What does the closing of independent bookstores say about our culture? If the indie bookstore is about community, as Bill Reilly said, have we begun to isolate ourselves? Have the Kindle, Nook, E-readers, made the indie bookstore obsolete? Have amazon.com, the large chain stores like Borders and Barnes & Nobles, taken away an essential intimacy that buying a book entails?
Seriously, we, at the Clever Title, don't have an answer. We want to save the independent bookstore. We want to save all of them, cradle them in our arms, because the world needs books, lots and lots of books, books to hold, books to hug and kiss and cuddle like a binky.

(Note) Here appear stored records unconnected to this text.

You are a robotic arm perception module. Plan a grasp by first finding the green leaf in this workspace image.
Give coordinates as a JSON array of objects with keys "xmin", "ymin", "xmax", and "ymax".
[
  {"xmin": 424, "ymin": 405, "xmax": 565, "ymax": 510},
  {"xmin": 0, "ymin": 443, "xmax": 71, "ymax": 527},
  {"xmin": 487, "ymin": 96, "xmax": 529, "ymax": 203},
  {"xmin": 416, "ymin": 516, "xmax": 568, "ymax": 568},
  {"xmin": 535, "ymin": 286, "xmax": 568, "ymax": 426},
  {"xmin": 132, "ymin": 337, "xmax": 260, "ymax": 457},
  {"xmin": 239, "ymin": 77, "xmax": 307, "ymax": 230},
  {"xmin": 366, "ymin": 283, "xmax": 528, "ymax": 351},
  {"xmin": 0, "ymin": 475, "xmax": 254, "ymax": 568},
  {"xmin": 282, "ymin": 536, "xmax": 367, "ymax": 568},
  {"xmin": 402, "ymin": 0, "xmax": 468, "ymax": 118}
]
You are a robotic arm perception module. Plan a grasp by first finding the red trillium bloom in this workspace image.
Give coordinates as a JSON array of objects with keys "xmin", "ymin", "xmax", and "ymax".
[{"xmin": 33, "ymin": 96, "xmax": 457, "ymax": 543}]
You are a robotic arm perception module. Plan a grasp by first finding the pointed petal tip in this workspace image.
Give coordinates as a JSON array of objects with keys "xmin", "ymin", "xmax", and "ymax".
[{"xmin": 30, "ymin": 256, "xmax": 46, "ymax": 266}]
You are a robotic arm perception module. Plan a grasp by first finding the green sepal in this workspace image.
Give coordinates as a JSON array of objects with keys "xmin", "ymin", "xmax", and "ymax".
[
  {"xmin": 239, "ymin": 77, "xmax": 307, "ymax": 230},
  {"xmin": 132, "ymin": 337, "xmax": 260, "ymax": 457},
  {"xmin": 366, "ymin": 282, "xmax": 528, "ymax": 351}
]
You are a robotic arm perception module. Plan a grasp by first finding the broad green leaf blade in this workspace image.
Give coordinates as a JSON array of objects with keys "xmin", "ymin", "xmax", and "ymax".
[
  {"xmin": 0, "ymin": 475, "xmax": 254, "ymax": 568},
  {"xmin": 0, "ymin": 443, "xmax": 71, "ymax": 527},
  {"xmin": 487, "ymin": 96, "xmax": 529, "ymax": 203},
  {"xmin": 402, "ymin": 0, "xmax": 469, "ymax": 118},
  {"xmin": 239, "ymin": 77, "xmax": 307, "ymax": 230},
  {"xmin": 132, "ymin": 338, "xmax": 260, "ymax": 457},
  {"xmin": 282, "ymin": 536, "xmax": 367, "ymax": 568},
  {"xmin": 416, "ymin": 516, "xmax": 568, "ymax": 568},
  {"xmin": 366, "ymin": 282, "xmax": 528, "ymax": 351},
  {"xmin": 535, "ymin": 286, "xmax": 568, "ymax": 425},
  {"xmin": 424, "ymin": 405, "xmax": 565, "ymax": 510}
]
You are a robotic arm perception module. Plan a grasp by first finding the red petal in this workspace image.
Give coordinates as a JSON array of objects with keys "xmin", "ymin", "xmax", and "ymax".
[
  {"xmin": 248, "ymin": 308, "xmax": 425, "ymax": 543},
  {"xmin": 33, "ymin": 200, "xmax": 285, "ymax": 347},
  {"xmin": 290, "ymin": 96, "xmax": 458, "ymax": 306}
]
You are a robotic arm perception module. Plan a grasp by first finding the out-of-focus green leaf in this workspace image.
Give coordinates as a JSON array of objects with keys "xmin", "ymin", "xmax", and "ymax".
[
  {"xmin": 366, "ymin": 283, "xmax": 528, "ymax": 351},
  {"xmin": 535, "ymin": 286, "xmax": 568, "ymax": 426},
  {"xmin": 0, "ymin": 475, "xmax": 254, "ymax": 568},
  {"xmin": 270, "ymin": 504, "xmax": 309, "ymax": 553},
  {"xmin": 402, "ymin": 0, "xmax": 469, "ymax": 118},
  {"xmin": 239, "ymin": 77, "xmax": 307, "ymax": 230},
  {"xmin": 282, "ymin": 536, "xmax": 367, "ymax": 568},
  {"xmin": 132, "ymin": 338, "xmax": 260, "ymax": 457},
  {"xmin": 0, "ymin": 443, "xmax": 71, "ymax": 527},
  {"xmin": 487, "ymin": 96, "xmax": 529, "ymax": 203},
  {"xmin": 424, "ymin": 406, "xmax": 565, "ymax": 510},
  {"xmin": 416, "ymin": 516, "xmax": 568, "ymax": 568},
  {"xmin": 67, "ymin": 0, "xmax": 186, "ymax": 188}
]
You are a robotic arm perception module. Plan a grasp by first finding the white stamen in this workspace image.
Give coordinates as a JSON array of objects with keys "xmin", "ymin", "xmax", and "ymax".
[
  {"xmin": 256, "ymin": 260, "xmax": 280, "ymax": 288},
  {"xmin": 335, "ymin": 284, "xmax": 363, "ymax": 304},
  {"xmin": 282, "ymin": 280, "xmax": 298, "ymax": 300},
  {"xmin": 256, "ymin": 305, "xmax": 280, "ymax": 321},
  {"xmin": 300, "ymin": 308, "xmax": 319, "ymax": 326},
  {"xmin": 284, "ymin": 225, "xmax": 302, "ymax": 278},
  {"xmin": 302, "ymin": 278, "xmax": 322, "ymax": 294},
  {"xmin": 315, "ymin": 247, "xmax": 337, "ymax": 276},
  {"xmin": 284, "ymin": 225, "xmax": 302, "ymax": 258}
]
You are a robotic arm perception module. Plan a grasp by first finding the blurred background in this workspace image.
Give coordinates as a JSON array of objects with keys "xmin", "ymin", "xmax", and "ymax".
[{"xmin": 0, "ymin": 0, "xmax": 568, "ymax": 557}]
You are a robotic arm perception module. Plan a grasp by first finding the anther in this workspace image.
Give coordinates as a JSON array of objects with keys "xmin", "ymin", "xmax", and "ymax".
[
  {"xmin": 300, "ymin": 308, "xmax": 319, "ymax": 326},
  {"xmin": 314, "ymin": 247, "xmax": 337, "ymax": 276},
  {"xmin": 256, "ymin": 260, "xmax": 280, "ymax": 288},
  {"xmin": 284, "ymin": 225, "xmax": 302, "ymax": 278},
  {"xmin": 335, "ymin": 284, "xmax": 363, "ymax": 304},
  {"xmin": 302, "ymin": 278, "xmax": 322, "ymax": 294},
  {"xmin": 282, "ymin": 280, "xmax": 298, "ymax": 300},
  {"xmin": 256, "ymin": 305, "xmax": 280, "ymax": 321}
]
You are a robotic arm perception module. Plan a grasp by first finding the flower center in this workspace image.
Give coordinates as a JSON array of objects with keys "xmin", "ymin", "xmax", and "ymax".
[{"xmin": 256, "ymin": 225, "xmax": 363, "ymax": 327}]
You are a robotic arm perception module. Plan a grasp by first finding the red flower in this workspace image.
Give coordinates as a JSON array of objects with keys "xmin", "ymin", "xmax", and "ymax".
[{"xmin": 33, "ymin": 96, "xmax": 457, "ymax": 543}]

Please tell us what your favorite independent bookstore is, and your last purchase. We urge you to go and spend your hard earned cash on books, books in independent bookstores. Keep them alive. They are an essential part of our reading culture.
Please.
Pretty please.
2 comments:
I grew up in New Tampa (where it could be argued that no culture exists) so I always had to commute to a place by USF called 'Just Books.' It was run by this old hippie who tacked all his Grateful Dead concert ticket stubs to a cork board up by the door. Last time I was there he told me that ever since Hunter Thompson offed himself *which had only happened a few weeks prior to this visit), he was selling rather well. The last book I purchased there that day was Orwell's 1984. It has since closed down.
In 2008 I visited a friend in Boulder Colorado. She had to work many of the days I visited, and she lived right by the little downtown area. I spent a lot of hours at the Beat Book Shop.I went a little crazy and bought something like ten or twelve books. The owner made me five CDs of Jack Kerouac performing his work and other people's work for free (because I told him I wasn't really into the whole 'beat' thing)! He is rad. It's a rad book store.